More than 91 per cent of the votes cast by shareholders were against the proposal despite an aggressive two-month campaign by the well-respected Wall Street investor. Excluding votes from Greenlight Capital, the firm co-founded by Einhorn, 96 per cent of the votes went against the plan.
Einhorn tried to convince shareholders the company needs to do more to boost its stock price and nominated three board members as alternatives to GM’s 11 nominees.
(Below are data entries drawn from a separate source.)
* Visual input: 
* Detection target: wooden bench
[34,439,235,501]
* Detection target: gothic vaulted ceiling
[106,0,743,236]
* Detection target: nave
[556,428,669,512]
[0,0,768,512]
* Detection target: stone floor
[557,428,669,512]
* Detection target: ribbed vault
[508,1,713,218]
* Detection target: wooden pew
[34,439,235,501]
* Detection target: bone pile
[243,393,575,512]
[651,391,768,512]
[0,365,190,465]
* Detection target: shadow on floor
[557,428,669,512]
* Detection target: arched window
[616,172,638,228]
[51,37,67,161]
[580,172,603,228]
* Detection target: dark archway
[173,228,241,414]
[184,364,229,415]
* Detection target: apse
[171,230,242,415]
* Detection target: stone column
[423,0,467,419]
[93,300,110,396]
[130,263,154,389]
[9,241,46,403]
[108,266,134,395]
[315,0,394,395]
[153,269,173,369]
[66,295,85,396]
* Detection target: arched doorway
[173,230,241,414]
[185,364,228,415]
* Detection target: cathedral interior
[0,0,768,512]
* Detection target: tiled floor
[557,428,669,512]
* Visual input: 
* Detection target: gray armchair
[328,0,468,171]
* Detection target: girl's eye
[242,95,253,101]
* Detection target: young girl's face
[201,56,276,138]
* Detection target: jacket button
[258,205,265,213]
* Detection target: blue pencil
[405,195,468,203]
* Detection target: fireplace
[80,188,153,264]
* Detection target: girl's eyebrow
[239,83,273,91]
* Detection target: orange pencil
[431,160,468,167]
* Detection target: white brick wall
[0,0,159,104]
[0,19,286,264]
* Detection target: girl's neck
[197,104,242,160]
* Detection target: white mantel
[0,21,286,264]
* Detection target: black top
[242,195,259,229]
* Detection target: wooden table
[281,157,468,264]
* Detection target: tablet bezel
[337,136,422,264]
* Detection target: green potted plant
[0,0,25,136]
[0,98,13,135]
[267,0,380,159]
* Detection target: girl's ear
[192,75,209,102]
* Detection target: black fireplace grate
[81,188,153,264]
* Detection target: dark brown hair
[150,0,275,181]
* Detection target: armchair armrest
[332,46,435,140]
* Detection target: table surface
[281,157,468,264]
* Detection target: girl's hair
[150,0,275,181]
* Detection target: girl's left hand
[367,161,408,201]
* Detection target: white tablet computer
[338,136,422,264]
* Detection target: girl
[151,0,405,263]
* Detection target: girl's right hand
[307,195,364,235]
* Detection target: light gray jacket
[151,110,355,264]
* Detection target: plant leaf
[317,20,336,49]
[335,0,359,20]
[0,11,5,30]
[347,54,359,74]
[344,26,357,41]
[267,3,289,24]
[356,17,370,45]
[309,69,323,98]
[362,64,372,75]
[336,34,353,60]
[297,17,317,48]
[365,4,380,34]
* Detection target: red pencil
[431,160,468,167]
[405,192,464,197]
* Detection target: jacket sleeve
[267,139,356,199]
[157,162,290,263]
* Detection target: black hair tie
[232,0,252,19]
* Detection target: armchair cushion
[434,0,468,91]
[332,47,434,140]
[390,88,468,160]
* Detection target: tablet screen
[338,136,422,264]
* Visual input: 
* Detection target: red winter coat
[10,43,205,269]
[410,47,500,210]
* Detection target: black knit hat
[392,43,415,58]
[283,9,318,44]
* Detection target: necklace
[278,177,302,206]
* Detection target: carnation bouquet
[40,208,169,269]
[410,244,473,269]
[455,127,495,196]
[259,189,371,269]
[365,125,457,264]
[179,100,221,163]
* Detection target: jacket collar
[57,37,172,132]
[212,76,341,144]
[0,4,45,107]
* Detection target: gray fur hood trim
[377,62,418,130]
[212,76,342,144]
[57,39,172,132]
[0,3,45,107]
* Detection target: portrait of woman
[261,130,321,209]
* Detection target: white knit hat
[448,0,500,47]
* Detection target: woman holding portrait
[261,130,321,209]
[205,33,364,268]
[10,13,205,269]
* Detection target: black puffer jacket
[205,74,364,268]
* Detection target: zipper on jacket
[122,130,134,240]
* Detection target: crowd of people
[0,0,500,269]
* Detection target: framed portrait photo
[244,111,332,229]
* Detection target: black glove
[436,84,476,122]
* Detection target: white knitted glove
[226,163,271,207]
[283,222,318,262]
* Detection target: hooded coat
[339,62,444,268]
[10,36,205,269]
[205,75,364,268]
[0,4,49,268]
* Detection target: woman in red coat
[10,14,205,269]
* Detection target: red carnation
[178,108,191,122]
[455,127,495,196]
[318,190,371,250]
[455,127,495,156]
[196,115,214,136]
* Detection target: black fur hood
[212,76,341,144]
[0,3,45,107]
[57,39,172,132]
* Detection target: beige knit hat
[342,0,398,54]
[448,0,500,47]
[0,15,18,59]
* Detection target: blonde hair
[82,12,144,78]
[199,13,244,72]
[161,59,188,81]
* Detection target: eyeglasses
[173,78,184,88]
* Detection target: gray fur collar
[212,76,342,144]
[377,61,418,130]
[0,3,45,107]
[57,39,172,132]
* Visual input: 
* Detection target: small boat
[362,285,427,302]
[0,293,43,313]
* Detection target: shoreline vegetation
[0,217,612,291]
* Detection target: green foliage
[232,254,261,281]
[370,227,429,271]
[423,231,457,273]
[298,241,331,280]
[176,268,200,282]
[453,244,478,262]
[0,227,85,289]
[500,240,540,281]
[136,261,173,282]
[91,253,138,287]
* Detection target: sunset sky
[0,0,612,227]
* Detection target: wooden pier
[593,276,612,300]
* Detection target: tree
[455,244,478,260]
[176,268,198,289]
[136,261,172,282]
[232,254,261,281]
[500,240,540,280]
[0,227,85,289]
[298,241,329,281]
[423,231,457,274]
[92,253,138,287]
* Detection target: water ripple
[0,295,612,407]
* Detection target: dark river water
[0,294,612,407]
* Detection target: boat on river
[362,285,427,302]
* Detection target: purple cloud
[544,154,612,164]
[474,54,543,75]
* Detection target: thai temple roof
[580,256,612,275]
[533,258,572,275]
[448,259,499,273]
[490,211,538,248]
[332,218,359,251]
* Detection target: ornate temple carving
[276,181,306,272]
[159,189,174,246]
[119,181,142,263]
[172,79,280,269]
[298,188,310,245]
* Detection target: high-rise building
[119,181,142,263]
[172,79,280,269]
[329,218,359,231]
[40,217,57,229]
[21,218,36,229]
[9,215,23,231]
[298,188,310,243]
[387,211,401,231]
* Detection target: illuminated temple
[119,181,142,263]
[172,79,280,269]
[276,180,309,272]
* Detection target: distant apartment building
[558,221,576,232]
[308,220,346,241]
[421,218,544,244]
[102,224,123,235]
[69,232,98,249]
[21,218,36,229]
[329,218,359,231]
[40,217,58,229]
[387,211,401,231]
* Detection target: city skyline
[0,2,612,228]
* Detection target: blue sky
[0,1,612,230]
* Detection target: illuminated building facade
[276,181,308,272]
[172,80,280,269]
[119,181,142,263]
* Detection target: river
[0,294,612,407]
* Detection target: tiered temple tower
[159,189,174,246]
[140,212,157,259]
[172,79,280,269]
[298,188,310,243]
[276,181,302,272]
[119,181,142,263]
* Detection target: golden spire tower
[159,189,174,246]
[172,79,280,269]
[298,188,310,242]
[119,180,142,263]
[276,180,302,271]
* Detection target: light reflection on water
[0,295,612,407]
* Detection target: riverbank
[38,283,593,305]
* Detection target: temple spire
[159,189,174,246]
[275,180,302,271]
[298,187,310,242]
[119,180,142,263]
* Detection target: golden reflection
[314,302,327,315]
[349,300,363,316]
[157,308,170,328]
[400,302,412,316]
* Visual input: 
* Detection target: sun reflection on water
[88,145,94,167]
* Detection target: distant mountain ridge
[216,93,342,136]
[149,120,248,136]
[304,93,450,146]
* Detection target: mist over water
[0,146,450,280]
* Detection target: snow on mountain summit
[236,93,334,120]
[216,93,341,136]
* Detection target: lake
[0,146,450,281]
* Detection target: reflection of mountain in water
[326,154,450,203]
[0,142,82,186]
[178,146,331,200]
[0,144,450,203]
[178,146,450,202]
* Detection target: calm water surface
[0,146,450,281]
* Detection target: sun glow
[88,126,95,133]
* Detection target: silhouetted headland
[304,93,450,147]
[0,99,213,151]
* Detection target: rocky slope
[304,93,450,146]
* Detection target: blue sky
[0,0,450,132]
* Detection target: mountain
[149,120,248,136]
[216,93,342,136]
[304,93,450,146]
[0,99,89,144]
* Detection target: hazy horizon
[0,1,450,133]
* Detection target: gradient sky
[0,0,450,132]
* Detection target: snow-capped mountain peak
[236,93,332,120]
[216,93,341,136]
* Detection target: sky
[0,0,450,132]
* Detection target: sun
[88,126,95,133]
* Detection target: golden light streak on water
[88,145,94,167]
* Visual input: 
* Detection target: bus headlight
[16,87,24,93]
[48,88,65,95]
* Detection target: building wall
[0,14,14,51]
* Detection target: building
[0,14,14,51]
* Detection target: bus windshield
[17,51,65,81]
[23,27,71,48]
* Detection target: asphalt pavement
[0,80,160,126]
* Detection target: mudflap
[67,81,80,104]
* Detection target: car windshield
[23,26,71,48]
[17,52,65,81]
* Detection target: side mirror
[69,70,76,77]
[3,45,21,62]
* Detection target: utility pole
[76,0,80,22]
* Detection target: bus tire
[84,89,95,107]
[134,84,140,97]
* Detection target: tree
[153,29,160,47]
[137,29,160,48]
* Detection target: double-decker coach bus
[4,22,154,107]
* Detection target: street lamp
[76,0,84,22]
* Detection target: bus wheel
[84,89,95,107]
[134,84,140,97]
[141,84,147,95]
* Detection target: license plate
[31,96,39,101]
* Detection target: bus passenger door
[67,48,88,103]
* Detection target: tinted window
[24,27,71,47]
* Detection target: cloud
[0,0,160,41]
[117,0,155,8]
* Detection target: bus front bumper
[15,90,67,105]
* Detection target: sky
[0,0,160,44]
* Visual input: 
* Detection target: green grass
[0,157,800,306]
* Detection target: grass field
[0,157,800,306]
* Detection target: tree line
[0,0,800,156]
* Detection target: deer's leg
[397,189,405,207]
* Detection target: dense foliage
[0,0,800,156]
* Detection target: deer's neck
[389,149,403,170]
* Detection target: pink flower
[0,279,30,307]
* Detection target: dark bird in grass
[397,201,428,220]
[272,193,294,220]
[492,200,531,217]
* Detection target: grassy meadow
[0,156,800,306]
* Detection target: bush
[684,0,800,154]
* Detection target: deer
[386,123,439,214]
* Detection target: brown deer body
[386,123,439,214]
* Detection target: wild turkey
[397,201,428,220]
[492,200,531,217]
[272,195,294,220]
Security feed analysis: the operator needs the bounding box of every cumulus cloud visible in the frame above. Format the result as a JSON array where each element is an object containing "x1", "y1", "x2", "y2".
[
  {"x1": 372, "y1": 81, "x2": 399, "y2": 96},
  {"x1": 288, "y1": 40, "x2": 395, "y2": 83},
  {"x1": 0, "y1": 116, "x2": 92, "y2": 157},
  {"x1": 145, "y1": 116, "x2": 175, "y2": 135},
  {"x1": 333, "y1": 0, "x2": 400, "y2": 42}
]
Einhorn also wanted to split GM’s stock into two classes — one designed for big dividend returns and another designed to reward shareholders if the automaker’s profits and stock price grow.
“We decided to bring a creative idea to GM’s shareholders and nominate directors to help fix GM’s inefficient capital structure and unlock significant value for all shareholders,” Einhorn said in a statement. “We are disappointed that shareholders have elected to maintain the status quo. We congratulate GM’s management on their win today.”
Despite the support from shareholders, GM and other auto companies are under pressure to demonstrate they can boost profitability while also manoeuvring deftly as electric, autonomous vehicles and ride-hailing apps shake up the industry. Ford pushed out former CEO Mark Fields last month in part because of the company’s languishing stock price and the lack of a clear autonomous vehicle strategy.
Before Tuesday’s meeting in Detroit began, GM CEO Barra acknowledged that the company’s stock price is undervalued but said Greenlight’s proposal was “not in our shareholders’ best interest.”
She said the management team has been making tough-but-necessary decisions to adapt to changing business conditions and has been working hard to reward investors.
“We do believe that GM stock is undervalued and we are taking decisive actions to address this,” Barra told reporters shortly before the annual meeting began. “We’re deploying resources in higher-return opportunities. We’re delivering great new cars, trucks and crossovers all around the world. We’re continually working to make our business more efficient and to remove costs. We’re working to lead the transformation of personal mobility.”
Despite GM’s stagnant stock price, Barra’s management of the company has been increasingly praised by analysts who say she’s making bold strategic decisions that are reshaping the company’s global operations.
“The company has demonstrated a willingness to make very tough decisions,” Bruce Clark, senior vice-president of Moody’s Investor Service told the Detroit Free Press.
GM in March announced an agreement to sell its European division to PSA Groupe for $2.2 billion and said in May it would no longer sell vehicles in India or South Africa. GM’s European division had been losing money for years and GM was a small player in India and decided it would need to invest heavily to gain significant market share.